La mélancolie nostalgique et la clarté organique d’Alex Tighe avec Changing Winds

L’auteur-compositeur-interprète indépendant Alex Tighe livre une réflexion touchante et habitée sur le temps qui passe avec son nouveau single, “Changing Winds”, paru le 29 mai 2026 sous la bannière du label Ships Horizon.

Actif depuis plus d’une décennie au sein de sa communauté locale, Alex Tighe est loin d’être un inconnu pour les amateurs de sensations fortes, puisqu’il officie habituellement comme chanteur et leader de deux formations axées sur le metal, Roses are Dead et Karin Comes Killing, tout en collaborant régulièrement avec le projet Venus Love. Désireux de s’offrir une échappée belle plus apaisée et propice à l’introspection, le musicien a initié ce projet solo avec un premier titre thérapeutique baptisé « Ships Set Sail » (mis en boîte au studio Muse avec l’aide de Darian Renee). Avec ce nouveau jalon, « Changing Winds », il affine sa démarche et s’éloigne définitivement de la saturation pour embrasser des sonorités plus épurées.

S’épanouissant avec une grande sensibilité dans les genres de l’Indie Rock, de l’Indie Folk et de la Folk Pop, « Changing Winds » distille une atmosphère organique et feutrée, teintée d’une subtile esthétique alternative qui rappelle les productions les plus intimistes des années 90. Le morceau partage des affinités artistiques évidentes avec l’écriture mélancolique d’un Elliott Smith, le spleen texturé de Death Cab for Cutie ou la douceur folk de Passenger. Écrit à la suite d’un retour aux sources, le titre capture ce sentiment doux-amer et déroutant de revisiter les lieux de son enfance après une longue absence, s’y sentant désormais comme un étranger en terrain connu.

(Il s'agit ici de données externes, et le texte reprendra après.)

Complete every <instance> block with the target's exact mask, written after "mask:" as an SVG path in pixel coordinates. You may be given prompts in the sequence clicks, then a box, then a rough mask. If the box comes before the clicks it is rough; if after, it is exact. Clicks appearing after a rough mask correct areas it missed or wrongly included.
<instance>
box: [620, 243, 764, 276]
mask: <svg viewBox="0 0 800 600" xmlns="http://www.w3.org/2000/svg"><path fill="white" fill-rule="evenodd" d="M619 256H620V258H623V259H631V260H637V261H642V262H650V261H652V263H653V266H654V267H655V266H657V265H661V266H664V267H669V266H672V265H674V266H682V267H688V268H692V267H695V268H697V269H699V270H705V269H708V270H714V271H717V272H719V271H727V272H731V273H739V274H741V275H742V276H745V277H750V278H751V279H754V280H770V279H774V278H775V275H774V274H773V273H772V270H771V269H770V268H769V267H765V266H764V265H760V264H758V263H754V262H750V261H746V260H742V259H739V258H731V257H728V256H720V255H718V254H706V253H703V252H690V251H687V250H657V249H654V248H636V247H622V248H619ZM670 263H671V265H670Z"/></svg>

Le texte, d’une grande poésie nostalgique, dépeint avec justesse le poids des souvenirs et l’implacable fuite des années (« I walk as a familiar stranger, my feet brushing on rusted stone / And will I ever feel home again? »). La narratrice ou le narrateur s’y accroche au passé face aux vents du changement devenus trop froids (« We miss when times were simple, when winds of change weren’t so cold ») tout en cherchant ses racines pour ne pas sombrer. Portée par des arrangements acoustiques délicats, de superbes nappes de guitares et une interprétation vocale d’une grande pureté, débarrassée de toute agressivité, la composition enveloppe l’auditeur dans un cocon de mélancolie réconfortante. Une parenthèse suspendue, sincère et particulièrement touchante, qui s’installe comme un magnifique moment d’émotion sur RadioCastor.